While machine learning algorithms have been around for quite some time, our team is looking to productize and operationalize predictive models for 240+ Jack Henry/Symitar customers. Predictive analytics is an area of data science that is getting more and more attention.
Why? Companies have accumulated a breadth and depth of available data and they want to maximize their investment by generating predicted outcomes that will help them make better decisions and take faster action.
Supervised machine learning is the process of taking a set of input data and the known responses to the input data to train a model so that it will generate reasonable responses from a new dataset. While that is a simple definition, creating supervised machine learning models has not been simple nor is it magic.
First and foremost, the model predictions will only be as good as the available data and the careful selection of the inputs.

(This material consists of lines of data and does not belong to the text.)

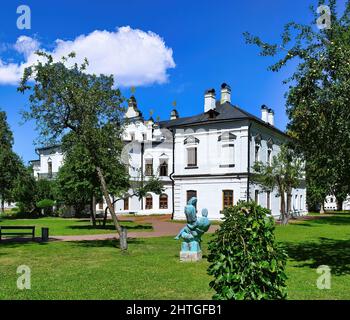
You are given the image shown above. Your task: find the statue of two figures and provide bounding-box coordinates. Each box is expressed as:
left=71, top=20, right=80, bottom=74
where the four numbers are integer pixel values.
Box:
left=175, top=197, right=210, bottom=261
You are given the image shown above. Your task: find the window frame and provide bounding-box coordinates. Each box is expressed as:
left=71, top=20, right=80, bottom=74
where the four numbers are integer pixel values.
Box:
left=159, top=193, right=169, bottom=210
left=222, top=189, right=234, bottom=210
left=145, top=194, right=153, bottom=210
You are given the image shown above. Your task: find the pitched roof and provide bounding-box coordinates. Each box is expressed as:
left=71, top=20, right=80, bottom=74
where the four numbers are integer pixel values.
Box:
left=160, top=101, right=287, bottom=136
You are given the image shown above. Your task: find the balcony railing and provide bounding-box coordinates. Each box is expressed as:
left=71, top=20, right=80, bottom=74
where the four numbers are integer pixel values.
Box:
left=38, top=172, right=57, bottom=180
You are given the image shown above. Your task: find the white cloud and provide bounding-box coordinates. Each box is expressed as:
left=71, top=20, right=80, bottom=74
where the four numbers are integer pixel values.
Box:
left=14, top=36, right=40, bottom=58
left=0, top=27, right=175, bottom=87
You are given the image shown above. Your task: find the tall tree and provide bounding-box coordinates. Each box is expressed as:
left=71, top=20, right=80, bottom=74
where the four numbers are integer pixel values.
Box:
left=252, top=145, right=304, bottom=224
left=18, top=52, right=130, bottom=250
left=245, top=0, right=350, bottom=211
left=0, top=111, right=23, bottom=213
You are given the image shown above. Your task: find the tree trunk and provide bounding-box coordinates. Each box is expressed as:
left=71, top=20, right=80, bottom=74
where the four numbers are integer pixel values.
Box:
left=320, top=202, right=325, bottom=214
left=287, top=190, right=292, bottom=214
left=337, top=199, right=343, bottom=211
left=91, top=196, right=96, bottom=228
left=96, top=167, right=127, bottom=250
left=281, top=192, right=288, bottom=225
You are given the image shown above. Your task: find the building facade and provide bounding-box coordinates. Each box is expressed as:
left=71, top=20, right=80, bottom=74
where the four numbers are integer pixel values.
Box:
left=32, top=84, right=307, bottom=219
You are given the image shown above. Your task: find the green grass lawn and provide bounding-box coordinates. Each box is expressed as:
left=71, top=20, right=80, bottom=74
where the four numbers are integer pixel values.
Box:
left=0, top=214, right=350, bottom=299
left=0, top=217, right=152, bottom=236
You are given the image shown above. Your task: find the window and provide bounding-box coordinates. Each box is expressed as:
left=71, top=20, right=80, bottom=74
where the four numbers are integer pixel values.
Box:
left=222, top=190, right=233, bottom=209
left=159, top=194, right=168, bottom=209
left=124, top=198, right=129, bottom=211
left=146, top=194, right=153, bottom=210
left=47, top=161, right=52, bottom=179
left=145, top=159, right=153, bottom=176
left=267, top=149, right=272, bottom=164
left=255, top=146, right=260, bottom=162
left=159, top=160, right=168, bottom=177
left=220, top=144, right=235, bottom=168
left=187, top=148, right=197, bottom=167
left=254, top=190, right=259, bottom=204
left=186, top=190, right=197, bottom=209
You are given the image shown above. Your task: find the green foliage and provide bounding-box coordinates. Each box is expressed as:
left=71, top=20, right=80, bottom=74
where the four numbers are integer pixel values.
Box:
left=18, top=52, right=127, bottom=239
left=208, top=202, right=287, bottom=300
left=0, top=111, right=23, bottom=211
left=245, top=0, right=350, bottom=210
left=251, top=145, right=304, bottom=224
left=36, top=199, right=55, bottom=209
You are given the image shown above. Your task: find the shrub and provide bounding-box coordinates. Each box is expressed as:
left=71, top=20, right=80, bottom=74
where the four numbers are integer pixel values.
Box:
left=36, top=199, right=55, bottom=209
left=208, top=202, right=287, bottom=300
left=36, top=199, right=55, bottom=215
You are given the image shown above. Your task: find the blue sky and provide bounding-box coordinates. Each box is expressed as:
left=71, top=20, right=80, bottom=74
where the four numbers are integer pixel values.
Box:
left=0, top=0, right=345, bottom=161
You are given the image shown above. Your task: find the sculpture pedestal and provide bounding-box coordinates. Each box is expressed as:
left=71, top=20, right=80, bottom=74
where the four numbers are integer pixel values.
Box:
left=180, top=251, right=202, bottom=262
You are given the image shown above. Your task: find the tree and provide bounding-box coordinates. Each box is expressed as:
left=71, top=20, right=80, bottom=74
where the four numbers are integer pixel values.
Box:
left=0, top=111, right=23, bottom=213
left=18, top=52, right=131, bottom=250
left=245, top=0, right=350, bottom=212
left=252, top=145, right=304, bottom=224
left=56, top=136, right=129, bottom=225
left=103, top=170, right=164, bottom=227
left=208, top=202, right=287, bottom=300
left=13, top=166, right=37, bottom=213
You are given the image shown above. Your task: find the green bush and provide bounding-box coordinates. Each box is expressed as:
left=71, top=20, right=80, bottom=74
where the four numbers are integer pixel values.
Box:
left=208, top=202, right=287, bottom=300
left=36, top=199, right=55, bottom=209
left=36, top=199, right=55, bottom=216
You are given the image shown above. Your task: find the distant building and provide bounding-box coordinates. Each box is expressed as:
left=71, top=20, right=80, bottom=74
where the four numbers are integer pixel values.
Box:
left=32, top=84, right=306, bottom=219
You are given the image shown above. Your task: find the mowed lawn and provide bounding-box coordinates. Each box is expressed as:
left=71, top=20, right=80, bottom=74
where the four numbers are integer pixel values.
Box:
left=0, top=214, right=350, bottom=299
left=0, top=217, right=152, bottom=236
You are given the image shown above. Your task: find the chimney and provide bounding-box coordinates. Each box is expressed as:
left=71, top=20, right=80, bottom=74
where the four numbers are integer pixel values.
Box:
left=204, top=89, right=216, bottom=112
left=125, top=96, right=142, bottom=118
left=267, top=109, right=275, bottom=126
left=261, top=104, right=269, bottom=122
left=170, top=109, right=179, bottom=120
left=220, top=83, right=231, bottom=104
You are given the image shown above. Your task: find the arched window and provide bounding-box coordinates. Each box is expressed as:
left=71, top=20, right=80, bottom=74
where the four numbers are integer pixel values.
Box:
left=222, top=190, right=233, bottom=209
left=145, top=157, right=153, bottom=176
left=124, top=198, right=129, bottom=211
left=146, top=194, right=153, bottom=210
left=218, top=132, right=237, bottom=168
left=47, top=158, right=52, bottom=179
left=159, top=153, right=168, bottom=177
left=184, top=136, right=199, bottom=168
left=159, top=194, right=168, bottom=209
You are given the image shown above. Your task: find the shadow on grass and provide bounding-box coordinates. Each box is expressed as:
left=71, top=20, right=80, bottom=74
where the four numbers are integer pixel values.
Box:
left=291, top=214, right=350, bottom=227
left=68, top=224, right=153, bottom=231
left=70, top=238, right=145, bottom=249
left=281, top=238, right=350, bottom=275
left=0, top=237, right=49, bottom=248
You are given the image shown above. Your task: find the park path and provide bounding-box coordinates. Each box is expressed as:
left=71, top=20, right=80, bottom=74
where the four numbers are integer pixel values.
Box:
left=50, top=215, right=219, bottom=241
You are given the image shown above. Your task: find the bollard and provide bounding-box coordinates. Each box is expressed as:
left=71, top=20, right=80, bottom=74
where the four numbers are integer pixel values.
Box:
left=120, top=227, right=128, bottom=251
left=41, top=228, right=49, bottom=242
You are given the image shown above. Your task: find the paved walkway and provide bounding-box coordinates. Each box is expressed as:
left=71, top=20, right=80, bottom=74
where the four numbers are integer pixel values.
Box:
left=50, top=216, right=219, bottom=241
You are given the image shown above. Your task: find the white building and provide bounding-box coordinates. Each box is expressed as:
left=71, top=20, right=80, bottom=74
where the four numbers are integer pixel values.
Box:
left=32, top=84, right=306, bottom=219
left=324, top=195, right=350, bottom=211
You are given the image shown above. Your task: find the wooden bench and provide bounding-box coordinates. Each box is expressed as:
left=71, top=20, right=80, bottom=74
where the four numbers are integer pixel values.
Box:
left=0, top=226, right=35, bottom=241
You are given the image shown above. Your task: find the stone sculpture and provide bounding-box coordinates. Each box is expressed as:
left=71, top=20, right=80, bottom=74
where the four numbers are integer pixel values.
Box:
left=175, top=197, right=210, bottom=261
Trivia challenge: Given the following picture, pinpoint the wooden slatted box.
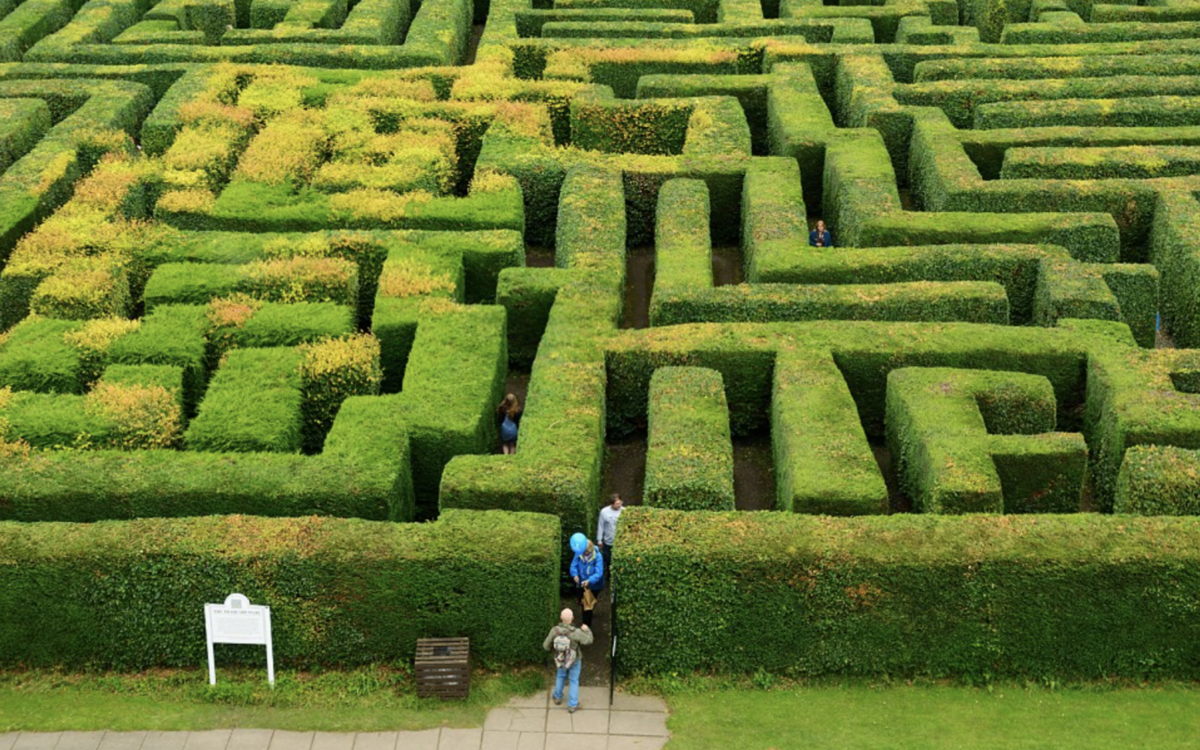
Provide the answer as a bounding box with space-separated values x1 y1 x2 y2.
415 638 470 698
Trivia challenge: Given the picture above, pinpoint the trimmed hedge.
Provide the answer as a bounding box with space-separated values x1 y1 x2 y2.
613 508 1200 679
1112 445 1200 516
0 511 559 670
887 367 1087 514
25 0 474 70
185 348 304 454
642 367 734 510
0 396 414 522
654 279 1012 325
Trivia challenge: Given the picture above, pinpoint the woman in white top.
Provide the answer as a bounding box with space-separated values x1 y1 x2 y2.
596 492 623 577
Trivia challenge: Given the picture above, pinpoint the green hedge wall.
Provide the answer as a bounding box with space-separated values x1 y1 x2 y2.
1112 445 1200 516
613 508 1200 679
0 511 559 670
0 396 414 522
185 347 304 454
642 367 733 510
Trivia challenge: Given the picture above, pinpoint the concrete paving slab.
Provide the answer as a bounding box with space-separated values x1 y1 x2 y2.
438 730 484 750
184 730 233 750
484 706 517 732
142 732 188 750
508 708 550 732
612 690 667 714
354 732 400 750
607 734 668 750
226 730 275 750
12 732 62 750
96 732 150 750
570 710 608 734
54 731 104 750
580 688 608 708
269 730 314 750
546 732 608 750
482 730 521 750
608 710 667 737
396 730 442 750
311 732 354 750
506 690 550 705
546 709 575 734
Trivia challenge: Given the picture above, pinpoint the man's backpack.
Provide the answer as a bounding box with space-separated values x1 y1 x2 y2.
553 628 576 670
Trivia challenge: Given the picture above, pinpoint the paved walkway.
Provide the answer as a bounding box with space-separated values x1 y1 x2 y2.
0 688 667 750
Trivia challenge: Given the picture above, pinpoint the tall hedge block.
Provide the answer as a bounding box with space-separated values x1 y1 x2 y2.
643 367 734 510
887 367 1087 514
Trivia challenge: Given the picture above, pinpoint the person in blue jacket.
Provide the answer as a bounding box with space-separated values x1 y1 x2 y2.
809 220 833 247
571 534 604 628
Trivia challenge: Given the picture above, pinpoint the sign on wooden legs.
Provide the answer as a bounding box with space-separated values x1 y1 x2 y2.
204 594 275 688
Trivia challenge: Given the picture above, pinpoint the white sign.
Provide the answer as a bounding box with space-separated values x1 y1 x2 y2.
204 594 275 688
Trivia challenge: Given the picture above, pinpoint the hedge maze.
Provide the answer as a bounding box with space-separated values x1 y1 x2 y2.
0 0 1200 678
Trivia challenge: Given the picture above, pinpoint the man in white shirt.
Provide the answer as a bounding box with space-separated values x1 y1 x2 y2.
596 492 623 571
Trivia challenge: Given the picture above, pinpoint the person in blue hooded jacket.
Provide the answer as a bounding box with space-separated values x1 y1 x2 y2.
809 221 833 247
571 534 604 628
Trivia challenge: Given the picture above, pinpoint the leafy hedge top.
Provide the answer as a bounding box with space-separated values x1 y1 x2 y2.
616 508 1200 564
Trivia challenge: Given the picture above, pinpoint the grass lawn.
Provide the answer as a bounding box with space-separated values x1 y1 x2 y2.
0 667 545 732
667 684 1200 750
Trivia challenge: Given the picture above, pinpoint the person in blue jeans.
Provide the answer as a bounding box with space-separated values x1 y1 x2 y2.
809 221 833 247
496 394 523 456
571 533 604 626
541 607 593 714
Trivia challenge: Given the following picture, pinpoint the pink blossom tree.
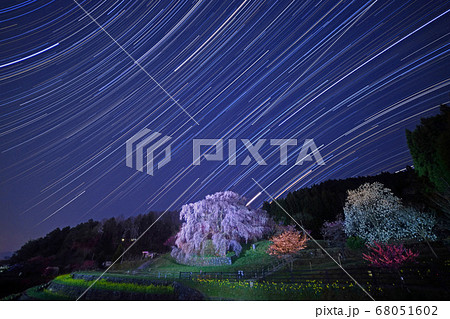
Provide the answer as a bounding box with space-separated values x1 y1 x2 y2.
363 243 419 269
172 191 273 260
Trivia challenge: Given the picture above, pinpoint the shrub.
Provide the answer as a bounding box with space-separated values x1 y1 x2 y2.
347 236 366 250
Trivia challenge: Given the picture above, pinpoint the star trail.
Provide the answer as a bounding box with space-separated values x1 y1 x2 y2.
0 0 450 255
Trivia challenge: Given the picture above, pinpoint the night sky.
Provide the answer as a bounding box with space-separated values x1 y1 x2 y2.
0 0 450 252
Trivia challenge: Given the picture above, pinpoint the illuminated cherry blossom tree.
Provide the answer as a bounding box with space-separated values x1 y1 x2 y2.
172 191 273 260
344 182 436 243
267 230 308 270
363 243 419 269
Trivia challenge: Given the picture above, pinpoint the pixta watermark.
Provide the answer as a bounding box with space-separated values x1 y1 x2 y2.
126 129 325 175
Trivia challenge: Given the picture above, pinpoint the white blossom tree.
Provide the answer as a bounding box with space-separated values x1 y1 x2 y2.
172 191 272 260
344 182 435 243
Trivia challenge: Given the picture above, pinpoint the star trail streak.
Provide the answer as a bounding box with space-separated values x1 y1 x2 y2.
0 0 450 252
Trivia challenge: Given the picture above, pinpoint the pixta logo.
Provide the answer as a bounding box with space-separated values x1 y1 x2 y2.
126 129 172 175
192 139 325 165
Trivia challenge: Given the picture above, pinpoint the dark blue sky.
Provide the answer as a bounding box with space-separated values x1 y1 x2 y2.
0 0 450 251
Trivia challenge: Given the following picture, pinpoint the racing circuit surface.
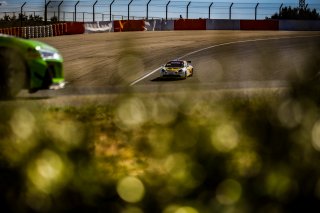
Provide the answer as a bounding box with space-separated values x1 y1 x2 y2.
12 31 320 100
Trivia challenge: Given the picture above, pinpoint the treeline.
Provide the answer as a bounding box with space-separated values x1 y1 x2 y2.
271 7 320 20
0 13 58 27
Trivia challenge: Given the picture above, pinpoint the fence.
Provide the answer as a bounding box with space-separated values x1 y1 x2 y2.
0 0 320 25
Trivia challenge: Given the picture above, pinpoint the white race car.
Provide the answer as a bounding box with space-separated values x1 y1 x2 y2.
160 60 193 78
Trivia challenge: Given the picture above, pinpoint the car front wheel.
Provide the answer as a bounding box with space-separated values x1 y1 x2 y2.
0 48 27 99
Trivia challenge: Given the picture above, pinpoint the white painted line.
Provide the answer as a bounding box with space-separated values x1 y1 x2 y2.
130 35 319 86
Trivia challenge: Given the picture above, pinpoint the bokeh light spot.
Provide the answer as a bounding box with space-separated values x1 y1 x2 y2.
311 121 320 151
117 176 145 203
117 98 147 129
174 206 198 213
216 179 242 205
211 124 239 152
10 108 35 139
28 150 68 193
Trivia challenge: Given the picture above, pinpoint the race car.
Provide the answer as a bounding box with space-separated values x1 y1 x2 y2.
0 34 65 99
160 60 193 79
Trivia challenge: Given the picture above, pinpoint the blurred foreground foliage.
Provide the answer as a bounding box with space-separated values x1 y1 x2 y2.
0 84 320 213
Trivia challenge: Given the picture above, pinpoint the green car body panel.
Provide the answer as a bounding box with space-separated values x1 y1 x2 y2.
0 34 64 92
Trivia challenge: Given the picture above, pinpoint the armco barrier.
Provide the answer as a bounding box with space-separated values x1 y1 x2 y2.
156 20 174 31
84 21 113 33
174 19 206 30
240 20 279 30
144 20 157 31
65 22 85 35
279 20 320 31
113 20 145 32
206 19 240 30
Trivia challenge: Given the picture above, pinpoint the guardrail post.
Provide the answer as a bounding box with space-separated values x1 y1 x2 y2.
208 2 213 19
58 1 63 21
20 2 27 27
166 1 170 20
254 3 259 20
109 0 115 21
128 0 133 20
146 0 152 20
92 0 98 22
229 2 233 19
279 3 283 17
44 1 51 25
186 1 191 19
73 1 80 22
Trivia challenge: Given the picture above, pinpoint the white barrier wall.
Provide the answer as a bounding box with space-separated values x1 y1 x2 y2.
279 20 320 31
206 19 240 30
84 21 114 33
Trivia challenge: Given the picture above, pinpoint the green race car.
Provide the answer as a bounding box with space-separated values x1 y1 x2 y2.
0 34 65 99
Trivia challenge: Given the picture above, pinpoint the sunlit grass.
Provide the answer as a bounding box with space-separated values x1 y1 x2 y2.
0 87 320 213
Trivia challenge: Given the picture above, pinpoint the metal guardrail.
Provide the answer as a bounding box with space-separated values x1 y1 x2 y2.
0 0 320 22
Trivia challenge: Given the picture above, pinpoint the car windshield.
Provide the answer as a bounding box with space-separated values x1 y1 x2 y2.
166 61 183 67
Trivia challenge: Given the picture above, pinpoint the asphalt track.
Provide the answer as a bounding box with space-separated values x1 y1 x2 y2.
13 31 320 100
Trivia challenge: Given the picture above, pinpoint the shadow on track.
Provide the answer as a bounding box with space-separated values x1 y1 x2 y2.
151 77 185 81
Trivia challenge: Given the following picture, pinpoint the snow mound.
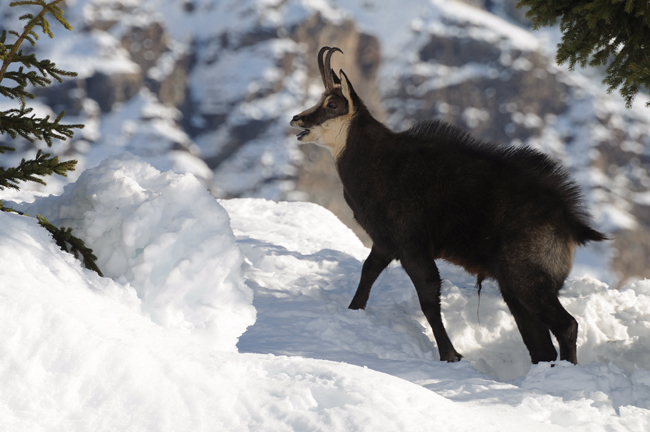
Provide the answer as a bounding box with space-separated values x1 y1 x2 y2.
0 210 548 432
16 153 255 351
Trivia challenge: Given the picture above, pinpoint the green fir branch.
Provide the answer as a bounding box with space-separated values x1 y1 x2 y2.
36 215 104 277
0 150 77 190
517 0 650 108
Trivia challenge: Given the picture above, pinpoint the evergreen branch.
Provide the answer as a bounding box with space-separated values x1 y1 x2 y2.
36 215 104 277
0 108 84 147
0 200 28 216
517 0 650 108
0 0 72 82
0 150 77 190
0 146 16 153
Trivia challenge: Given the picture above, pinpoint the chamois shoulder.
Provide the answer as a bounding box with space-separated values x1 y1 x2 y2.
397 119 570 177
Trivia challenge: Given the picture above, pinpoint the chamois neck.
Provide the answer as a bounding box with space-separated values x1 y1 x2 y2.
348 103 394 141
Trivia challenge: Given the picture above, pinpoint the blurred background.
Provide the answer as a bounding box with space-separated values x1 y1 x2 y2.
0 0 650 287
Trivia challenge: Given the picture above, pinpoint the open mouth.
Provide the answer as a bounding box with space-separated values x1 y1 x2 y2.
296 129 309 141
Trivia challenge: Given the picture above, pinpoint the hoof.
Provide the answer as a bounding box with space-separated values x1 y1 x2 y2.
440 351 463 363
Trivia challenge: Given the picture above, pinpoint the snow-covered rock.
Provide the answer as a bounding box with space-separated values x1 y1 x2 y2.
0 154 650 432
15 153 255 351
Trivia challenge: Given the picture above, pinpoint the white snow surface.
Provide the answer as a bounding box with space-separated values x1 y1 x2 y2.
16 153 255 351
0 154 650 432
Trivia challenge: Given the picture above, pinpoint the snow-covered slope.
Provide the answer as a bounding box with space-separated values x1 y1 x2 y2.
0 155 650 432
0 0 650 284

Our collaboration with Microsoft has resulted in the creation of several predictive models we are now installing and testing with a small group of ARCU customers. We created these models following the steps outlined below:
- Define the question the model should answer.
- A question that poses how much or how many (regression) or which category (classification)?
- Identify the available data sources.
- Has relevant data been collected consistently and accurately over time?
- Explore the data.
- Which data variables (features) have a correlation to the predicted result?
- Determine which input variables should be included or excluded.
- Are the variables informative but not too informative and have the number of unrelated variables been limited?
- Build the model.
- Have one or more algorithms been created for the dataset where the prediction will be carried out?
- Test the model.
- Has the algorithm been run against the dataset which has been split into a training dataset (for the model to learn) and a test dataset (to test the learning).
- Validate the model.
- Has someone with a business data understanding validated the predicted results?
- Evaluate the model.
- Is there consensus that the model is “right fitted” for the data?
As noted in SQL Server as a Machine Learning Model Management System, “Currently, there is no standard method for comparing, sharing or viewing models created by other data scientists, which results in siloed analytics work. Without a way to view models created by others, data scientists leverage their own private library of machine learning algorithms and datasets for their use cases.”
With SQL Server 2016 for ML (machine learning) Model Management our team can automate predictive models for our customers. The iterative aspect of machine learning means that, as models are exposed to new data, they are able to adapt and learn to continue producing reliable results.
As I mentioned in a previous blog post (“D Is for Data Is for Decision” October 19, 2016) I am excited to help make predictive analytics a reality for our customers but as always my focus is “does the solution help our customers make better decisions and will those decisions lead to growth, increased revenue, and improved efficiency”?
My answer is – how could it not?